Shelley Rigger Vice President for Academic Affairs and Dean of Faculty | Brown Professor of Asian Politics
- Ph.D. Harvard University
- B.A. Princeton University
I am the Brown Professor of Asian Studies. I teach courses on East Asian Politics, including domestic politics of East Asian countries and the international relations of the region. My research and writing focuses on Taiwanese politics and on the relationships among the United States, the People’s Republic of China, and Taiwan.
In 2019-2020 I was a Fulbright scholar at National Taiwan University in Taipei, studying the political and social views of Taiwanese youth. I’ve been a visiting professor at two universities in the People’s Republic of China: Fudan University (2006) and Shanghai Jiaotong University (2013 & 2015), and I was a visiting researcher at National Chengchi University in Taiwan in 2005. I’m also non-resident fellow of the China Policy Institute at Nottingham University and a senior fellow of the Foreign Policy Research Institute (FPRI). I also interact frequently with US government officials, especially in the Taiwan policy field.
I’ve held a number of administrative posts at Davidson College; I currently serve as the Vice President for Academic Affairs and Dean of Faculty. I am also a director of The Taiwan Fund, a closed-end investment fund specializing in Taiwan-listed companies.

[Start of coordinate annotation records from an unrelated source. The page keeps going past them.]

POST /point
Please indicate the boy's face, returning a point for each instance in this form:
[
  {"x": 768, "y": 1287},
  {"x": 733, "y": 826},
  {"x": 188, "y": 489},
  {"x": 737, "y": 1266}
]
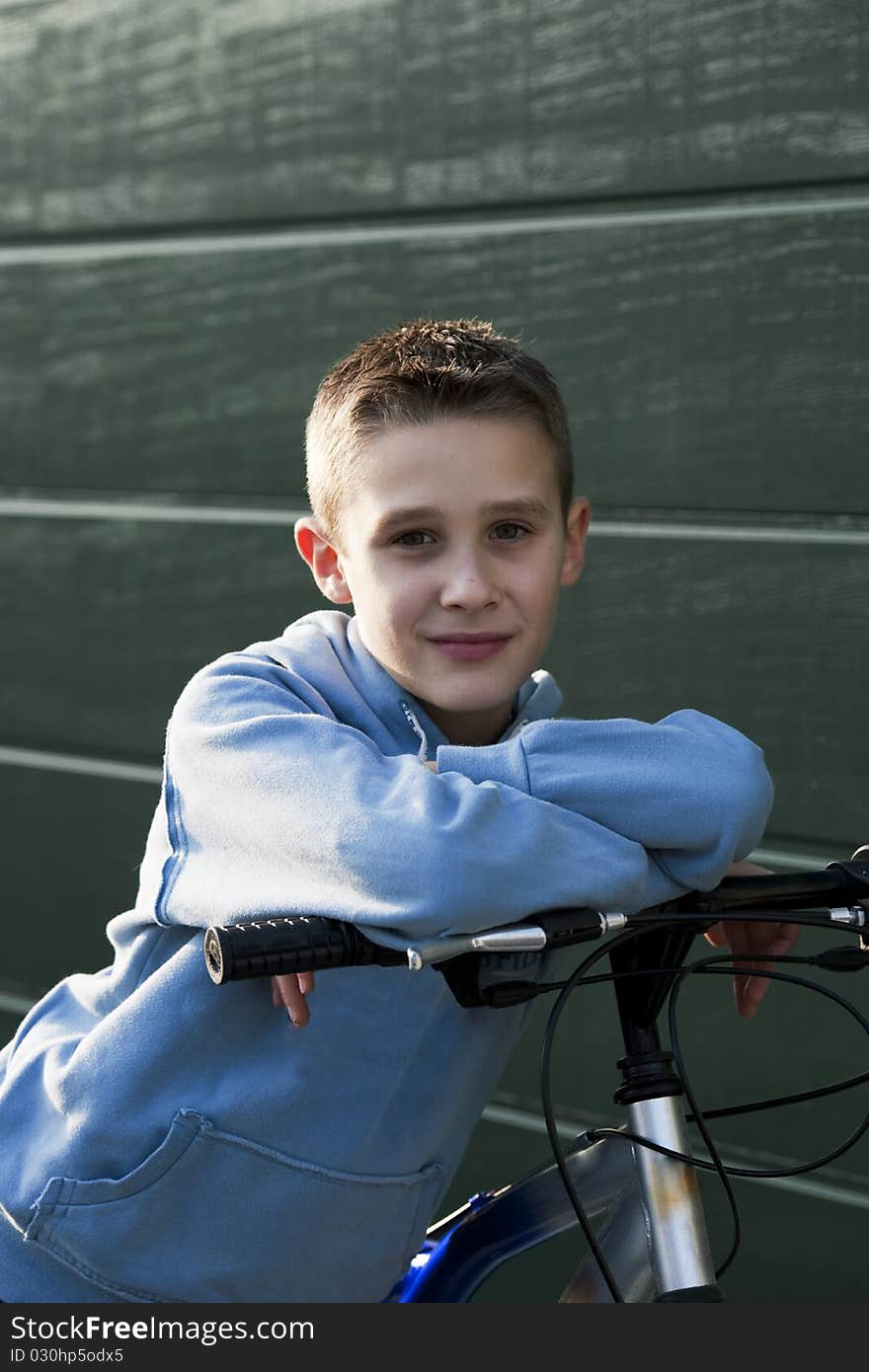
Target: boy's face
[{"x": 453, "y": 564}]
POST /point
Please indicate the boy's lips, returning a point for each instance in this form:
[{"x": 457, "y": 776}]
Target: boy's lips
[{"x": 471, "y": 645}]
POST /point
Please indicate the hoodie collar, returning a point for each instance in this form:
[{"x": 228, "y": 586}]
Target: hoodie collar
[{"x": 538, "y": 697}]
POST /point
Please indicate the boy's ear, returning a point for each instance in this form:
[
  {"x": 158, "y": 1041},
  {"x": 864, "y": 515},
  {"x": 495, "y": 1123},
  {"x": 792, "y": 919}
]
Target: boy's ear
[
  {"x": 323, "y": 559},
  {"x": 578, "y": 517}
]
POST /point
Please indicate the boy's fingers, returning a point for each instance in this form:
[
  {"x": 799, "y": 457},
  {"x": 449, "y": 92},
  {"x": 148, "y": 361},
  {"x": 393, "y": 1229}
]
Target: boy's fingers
[{"x": 291, "y": 995}]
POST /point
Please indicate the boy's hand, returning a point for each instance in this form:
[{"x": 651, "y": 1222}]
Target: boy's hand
[
  {"x": 290, "y": 991},
  {"x": 745, "y": 936}
]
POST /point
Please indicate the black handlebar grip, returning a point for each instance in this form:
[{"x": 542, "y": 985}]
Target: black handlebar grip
[{"x": 290, "y": 943}]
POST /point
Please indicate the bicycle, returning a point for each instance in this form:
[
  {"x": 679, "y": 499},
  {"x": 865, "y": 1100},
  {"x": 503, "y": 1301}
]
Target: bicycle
[{"x": 639, "y": 1181}]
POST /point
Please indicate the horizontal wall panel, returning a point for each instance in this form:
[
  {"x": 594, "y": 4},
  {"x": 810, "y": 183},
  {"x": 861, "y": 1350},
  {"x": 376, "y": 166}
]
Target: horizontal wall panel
[
  {"x": 109, "y": 620},
  {"x": 73, "y": 847},
  {"x": 178, "y": 112},
  {"x": 710, "y": 361}
]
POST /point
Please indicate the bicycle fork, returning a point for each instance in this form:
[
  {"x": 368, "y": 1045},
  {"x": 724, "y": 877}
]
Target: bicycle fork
[{"x": 677, "y": 1244}]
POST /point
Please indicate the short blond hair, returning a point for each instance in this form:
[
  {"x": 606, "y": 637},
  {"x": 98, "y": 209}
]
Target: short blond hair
[{"x": 416, "y": 373}]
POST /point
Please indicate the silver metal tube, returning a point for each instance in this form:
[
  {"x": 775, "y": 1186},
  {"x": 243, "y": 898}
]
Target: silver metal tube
[{"x": 679, "y": 1245}]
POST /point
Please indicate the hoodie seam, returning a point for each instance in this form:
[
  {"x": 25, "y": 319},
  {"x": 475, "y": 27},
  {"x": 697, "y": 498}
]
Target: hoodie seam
[
  {"x": 178, "y": 841},
  {"x": 524, "y": 763}
]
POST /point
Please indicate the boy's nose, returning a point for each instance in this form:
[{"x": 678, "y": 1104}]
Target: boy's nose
[{"x": 467, "y": 583}]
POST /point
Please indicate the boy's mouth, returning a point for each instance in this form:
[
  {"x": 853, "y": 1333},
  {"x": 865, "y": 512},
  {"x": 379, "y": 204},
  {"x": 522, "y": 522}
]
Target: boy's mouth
[{"x": 471, "y": 645}]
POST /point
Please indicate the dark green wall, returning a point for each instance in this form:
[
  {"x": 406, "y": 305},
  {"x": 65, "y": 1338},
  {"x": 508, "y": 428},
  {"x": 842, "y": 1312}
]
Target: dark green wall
[{"x": 202, "y": 207}]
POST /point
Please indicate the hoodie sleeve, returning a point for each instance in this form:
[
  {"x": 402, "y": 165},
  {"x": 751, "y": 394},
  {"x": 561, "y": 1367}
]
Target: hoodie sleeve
[
  {"x": 275, "y": 807},
  {"x": 692, "y": 791}
]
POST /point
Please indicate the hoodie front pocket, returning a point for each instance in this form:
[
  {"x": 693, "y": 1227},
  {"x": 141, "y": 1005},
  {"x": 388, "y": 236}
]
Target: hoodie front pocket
[{"x": 209, "y": 1216}]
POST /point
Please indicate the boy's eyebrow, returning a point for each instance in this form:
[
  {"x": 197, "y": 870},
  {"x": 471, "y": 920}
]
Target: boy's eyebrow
[{"x": 527, "y": 505}]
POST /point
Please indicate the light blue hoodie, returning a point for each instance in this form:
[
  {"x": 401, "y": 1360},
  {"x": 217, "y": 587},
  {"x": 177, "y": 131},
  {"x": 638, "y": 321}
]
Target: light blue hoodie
[{"x": 166, "y": 1139}]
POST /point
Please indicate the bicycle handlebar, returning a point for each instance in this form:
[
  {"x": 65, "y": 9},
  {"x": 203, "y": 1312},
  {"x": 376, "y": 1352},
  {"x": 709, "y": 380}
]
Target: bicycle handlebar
[{"x": 283, "y": 945}]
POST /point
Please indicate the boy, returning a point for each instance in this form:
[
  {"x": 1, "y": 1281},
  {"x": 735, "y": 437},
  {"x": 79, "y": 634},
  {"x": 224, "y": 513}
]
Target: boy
[{"x": 168, "y": 1140}]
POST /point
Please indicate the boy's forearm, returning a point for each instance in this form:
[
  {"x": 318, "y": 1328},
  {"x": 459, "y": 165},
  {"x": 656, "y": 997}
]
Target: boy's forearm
[{"x": 690, "y": 789}]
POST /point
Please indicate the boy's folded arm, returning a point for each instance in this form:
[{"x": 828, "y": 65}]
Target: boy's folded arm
[
  {"x": 274, "y": 805},
  {"x": 689, "y": 789}
]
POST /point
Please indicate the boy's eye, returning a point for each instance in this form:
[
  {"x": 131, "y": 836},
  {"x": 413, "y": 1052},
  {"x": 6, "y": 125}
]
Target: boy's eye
[
  {"x": 414, "y": 538},
  {"x": 414, "y": 534}
]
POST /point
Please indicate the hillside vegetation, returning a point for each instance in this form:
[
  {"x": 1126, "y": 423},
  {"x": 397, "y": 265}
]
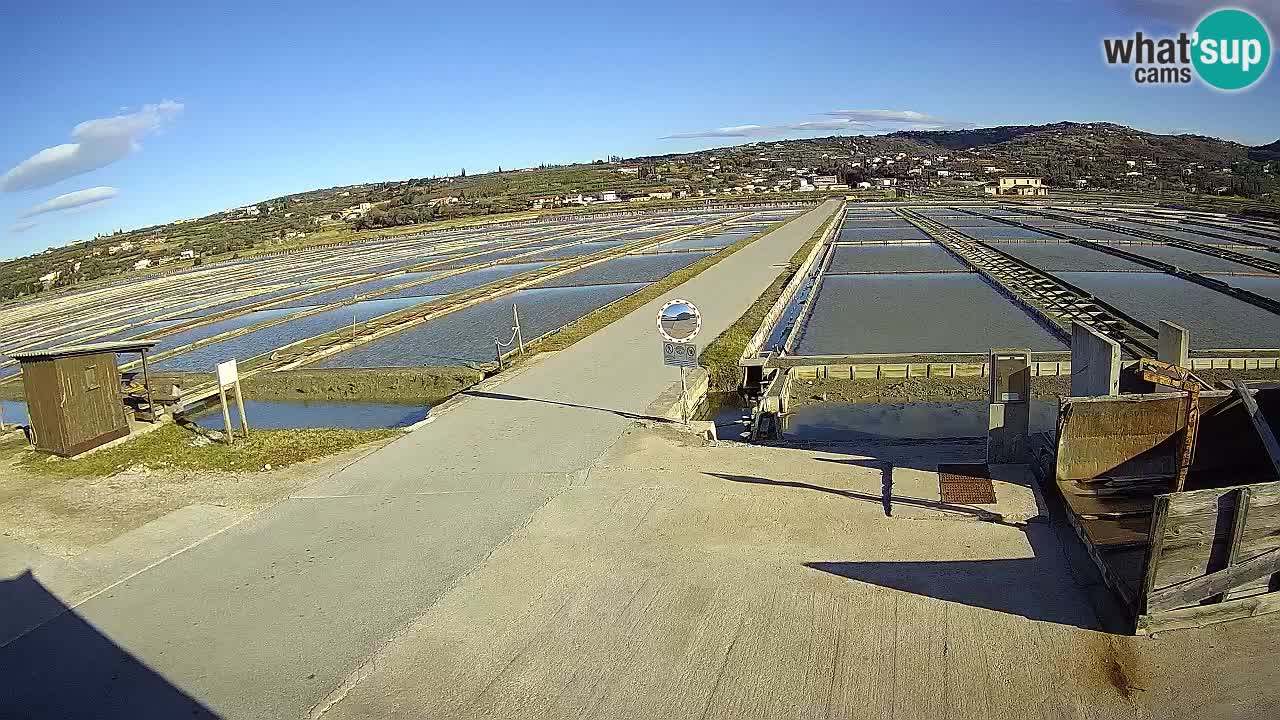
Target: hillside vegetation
[{"x": 1069, "y": 155}]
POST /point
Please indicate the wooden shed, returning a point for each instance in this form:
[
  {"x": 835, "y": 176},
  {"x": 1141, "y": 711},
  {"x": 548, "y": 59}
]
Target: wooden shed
[
  {"x": 1175, "y": 559},
  {"x": 74, "y": 397}
]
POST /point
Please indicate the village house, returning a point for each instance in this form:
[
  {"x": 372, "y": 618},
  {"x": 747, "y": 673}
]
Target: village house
[{"x": 1016, "y": 185}]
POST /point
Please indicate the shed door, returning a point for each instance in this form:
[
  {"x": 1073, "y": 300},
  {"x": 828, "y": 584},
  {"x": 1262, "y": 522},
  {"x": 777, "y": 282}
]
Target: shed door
[{"x": 92, "y": 399}]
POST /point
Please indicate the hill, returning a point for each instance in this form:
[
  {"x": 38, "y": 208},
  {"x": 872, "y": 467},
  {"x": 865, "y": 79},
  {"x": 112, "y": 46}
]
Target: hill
[{"x": 1069, "y": 155}]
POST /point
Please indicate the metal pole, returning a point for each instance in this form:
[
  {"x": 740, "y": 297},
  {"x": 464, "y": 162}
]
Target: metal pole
[
  {"x": 684, "y": 397},
  {"x": 240, "y": 404},
  {"x": 520, "y": 333},
  {"x": 353, "y": 297},
  {"x": 146, "y": 384}
]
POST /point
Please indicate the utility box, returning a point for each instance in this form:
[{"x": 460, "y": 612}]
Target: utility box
[
  {"x": 1010, "y": 397},
  {"x": 73, "y": 395}
]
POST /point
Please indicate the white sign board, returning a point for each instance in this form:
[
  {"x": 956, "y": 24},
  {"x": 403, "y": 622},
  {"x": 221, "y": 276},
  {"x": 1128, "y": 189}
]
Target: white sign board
[
  {"x": 227, "y": 373},
  {"x": 680, "y": 354}
]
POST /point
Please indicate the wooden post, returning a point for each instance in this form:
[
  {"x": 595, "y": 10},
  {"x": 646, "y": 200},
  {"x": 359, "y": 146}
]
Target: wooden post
[
  {"x": 227, "y": 415},
  {"x": 240, "y": 405},
  {"x": 520, "y": 335}
]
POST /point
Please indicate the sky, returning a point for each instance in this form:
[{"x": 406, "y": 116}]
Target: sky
[{"x": 126, "y": 114}]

I’ve written two academic books on Taiwan’s domestic politics -- Politics in Taiwan: Voting for Democracy (Routledge 1999) and From Opposition to Power: Taiwan’s Democratic Progressive Party (Lynne Rienner Publishers 2001) – as well as two books for general readers – Why Taiwan Matters: Small Island, Global Powerhouse (2011) and The Tiger Leading the Dragon: How Taiwan Propelled China’s Economic Rise (2021). I’ve published articles on Taiwan’s domestic politics, the national identity issue in Taiwan-China relations, generational politics in Taiwan, and related topics. I’ve also published items in the Washington Post Monkey Cage blog.
Taiwan has enduring value for the U.S., Rigger says, and the U.S. has to decide whether we want to invest our own resources in helping the Taiwanese people decide for themselves where they want to be economically and politically in their relationship with China.